Let $N$ be a nonempty subset of the universe $M$ of a $L$-structure $\mathcal{M}$.
Show: $N$ is the universe of a substructure $\mathcal{N}$ if and only if it is closed under $t^\mathcal{M}$ for all $L$-terms $t=t(x_1, \cdots , x_n)$
Attempt:
$(\Rightarrow)$
Suppose $N$ is the universe of a substructure $\mathcal{N}$. Then by definition we have
i) $c^{\mathcal{N}}=c^{\mathcal{M}}$ for all constants $c \in L^{\mathcal{N}}$.

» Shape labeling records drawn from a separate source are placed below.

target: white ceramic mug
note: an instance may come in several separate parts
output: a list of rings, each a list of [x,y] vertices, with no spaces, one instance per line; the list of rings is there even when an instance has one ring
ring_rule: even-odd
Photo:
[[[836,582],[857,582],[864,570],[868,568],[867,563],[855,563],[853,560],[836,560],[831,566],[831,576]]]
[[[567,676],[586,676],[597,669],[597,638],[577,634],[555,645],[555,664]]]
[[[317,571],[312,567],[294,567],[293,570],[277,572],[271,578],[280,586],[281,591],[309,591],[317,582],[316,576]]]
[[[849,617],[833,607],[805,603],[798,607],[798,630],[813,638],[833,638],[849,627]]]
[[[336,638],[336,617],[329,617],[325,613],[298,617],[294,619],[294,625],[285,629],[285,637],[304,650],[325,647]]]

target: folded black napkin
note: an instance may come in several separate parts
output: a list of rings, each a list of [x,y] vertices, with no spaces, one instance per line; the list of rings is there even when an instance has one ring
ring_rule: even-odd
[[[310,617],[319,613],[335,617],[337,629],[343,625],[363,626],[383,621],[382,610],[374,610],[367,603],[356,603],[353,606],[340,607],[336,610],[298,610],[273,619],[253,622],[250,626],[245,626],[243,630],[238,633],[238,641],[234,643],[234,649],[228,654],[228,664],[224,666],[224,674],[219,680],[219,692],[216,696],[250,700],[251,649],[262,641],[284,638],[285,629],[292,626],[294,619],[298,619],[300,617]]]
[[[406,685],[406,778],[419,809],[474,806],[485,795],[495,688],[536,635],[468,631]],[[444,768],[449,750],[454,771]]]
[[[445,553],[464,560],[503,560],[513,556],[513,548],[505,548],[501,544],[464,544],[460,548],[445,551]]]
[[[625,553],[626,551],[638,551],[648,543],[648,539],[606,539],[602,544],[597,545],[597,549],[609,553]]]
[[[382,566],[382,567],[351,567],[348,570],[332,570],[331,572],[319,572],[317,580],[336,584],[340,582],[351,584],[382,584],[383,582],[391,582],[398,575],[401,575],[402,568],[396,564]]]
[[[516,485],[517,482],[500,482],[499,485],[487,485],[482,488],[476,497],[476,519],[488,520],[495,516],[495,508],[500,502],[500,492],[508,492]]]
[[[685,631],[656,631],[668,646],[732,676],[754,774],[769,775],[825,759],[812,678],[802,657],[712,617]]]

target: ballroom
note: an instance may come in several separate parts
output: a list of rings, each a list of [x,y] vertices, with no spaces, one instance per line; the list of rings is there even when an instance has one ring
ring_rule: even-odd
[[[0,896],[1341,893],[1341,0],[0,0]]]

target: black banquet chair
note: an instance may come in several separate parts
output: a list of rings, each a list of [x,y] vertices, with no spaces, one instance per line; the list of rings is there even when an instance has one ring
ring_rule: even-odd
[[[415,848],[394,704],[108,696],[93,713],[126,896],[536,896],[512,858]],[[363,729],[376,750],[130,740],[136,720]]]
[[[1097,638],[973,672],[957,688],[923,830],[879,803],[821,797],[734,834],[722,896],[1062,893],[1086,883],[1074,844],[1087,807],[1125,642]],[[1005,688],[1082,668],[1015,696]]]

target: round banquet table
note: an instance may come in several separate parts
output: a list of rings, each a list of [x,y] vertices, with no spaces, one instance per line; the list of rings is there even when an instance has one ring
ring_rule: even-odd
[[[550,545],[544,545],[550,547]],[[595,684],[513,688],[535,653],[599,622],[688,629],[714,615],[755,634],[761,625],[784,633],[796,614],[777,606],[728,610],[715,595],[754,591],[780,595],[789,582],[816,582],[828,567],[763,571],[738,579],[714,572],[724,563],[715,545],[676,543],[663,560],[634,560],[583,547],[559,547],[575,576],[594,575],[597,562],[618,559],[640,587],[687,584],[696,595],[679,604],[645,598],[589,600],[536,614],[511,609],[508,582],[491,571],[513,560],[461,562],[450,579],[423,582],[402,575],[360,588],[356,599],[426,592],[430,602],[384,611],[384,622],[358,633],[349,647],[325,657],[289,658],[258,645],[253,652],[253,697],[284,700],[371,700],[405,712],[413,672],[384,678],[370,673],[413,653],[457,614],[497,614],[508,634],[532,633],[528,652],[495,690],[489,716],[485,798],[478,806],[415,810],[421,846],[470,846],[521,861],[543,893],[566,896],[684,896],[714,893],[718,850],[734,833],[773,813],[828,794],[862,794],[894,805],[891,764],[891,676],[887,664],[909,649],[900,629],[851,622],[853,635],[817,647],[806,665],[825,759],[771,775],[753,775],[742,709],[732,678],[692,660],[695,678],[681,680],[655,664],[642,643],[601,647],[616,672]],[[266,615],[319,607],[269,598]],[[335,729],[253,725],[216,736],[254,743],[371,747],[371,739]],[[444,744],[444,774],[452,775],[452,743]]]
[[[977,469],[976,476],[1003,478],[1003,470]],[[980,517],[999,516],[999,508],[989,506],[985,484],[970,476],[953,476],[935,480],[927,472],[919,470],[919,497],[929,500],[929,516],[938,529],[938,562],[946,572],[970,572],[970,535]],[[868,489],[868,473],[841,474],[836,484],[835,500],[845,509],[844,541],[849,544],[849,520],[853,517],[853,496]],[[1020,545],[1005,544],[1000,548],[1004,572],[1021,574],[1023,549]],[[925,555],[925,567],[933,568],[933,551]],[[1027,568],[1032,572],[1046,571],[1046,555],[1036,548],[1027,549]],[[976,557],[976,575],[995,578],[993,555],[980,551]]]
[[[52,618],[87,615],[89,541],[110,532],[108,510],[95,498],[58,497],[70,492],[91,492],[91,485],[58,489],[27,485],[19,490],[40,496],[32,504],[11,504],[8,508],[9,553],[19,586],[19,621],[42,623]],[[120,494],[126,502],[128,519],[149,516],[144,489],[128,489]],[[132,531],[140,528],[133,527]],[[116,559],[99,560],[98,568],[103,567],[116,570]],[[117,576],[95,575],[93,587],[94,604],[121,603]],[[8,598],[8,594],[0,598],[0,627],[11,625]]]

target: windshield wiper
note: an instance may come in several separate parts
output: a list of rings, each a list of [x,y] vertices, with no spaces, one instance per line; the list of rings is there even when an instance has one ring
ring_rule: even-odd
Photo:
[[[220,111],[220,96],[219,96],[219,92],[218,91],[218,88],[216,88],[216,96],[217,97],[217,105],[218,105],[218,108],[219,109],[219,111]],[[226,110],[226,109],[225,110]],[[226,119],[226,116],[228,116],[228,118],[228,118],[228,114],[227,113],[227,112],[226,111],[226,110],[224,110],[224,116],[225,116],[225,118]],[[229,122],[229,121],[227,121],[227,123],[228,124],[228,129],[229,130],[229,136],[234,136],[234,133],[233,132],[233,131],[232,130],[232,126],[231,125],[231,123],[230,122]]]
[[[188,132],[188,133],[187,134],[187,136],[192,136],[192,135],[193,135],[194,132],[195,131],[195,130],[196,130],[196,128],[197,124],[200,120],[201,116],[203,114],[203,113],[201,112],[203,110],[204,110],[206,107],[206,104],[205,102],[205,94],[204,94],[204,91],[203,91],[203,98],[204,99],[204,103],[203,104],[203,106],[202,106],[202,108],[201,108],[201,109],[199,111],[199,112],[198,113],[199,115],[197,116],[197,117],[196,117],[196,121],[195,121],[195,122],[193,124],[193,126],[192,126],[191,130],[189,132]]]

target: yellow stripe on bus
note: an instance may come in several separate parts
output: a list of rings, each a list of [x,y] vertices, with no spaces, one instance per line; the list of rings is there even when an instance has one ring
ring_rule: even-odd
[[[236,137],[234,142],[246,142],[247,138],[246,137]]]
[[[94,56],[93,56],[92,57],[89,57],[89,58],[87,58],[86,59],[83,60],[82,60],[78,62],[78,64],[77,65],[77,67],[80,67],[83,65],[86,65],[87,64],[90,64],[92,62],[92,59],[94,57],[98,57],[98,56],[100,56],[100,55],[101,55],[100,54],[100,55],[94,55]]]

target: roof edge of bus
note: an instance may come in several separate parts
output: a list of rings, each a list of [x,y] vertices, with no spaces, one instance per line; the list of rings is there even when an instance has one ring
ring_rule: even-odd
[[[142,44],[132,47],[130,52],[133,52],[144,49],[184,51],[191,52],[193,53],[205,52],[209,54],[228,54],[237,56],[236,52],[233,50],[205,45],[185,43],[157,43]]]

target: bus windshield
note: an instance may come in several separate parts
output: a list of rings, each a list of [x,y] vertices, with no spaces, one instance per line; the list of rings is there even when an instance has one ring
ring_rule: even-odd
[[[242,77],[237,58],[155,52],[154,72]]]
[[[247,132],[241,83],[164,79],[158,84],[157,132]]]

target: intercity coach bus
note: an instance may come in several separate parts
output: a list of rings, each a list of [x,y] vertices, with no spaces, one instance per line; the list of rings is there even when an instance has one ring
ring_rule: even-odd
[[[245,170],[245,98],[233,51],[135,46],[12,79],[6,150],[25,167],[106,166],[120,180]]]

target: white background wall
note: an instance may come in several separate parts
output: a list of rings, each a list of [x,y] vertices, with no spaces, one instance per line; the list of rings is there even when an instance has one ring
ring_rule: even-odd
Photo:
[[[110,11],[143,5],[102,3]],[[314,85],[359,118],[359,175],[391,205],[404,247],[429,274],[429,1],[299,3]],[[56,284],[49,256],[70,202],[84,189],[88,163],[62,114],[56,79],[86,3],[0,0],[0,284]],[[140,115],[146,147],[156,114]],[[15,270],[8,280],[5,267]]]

ii)$f^{\mathcal{M}} \restriction_{\mathcal{N}^n}= f^{\mathcal{N}}$.
Since every constant symbol is and function symbol is a $L$-term, then by i) ii) we are done.
$(\Leftarrow)$
Suppose $N$ is closed under $t^\mathcal{M}$ for all $L$-terms $t=t(x_1, \cdots , x_n)$. Then i) ii) hold?
I'm not sure how to expand the proof from i) ii). More specifically, I don't really under stand it means to be"closed under $t^\mathcal{M}$ for all $L$-terms $t=t(x_1, \cdots , x_n)$".
Any ideas or hints will be appreciated!
Thanks!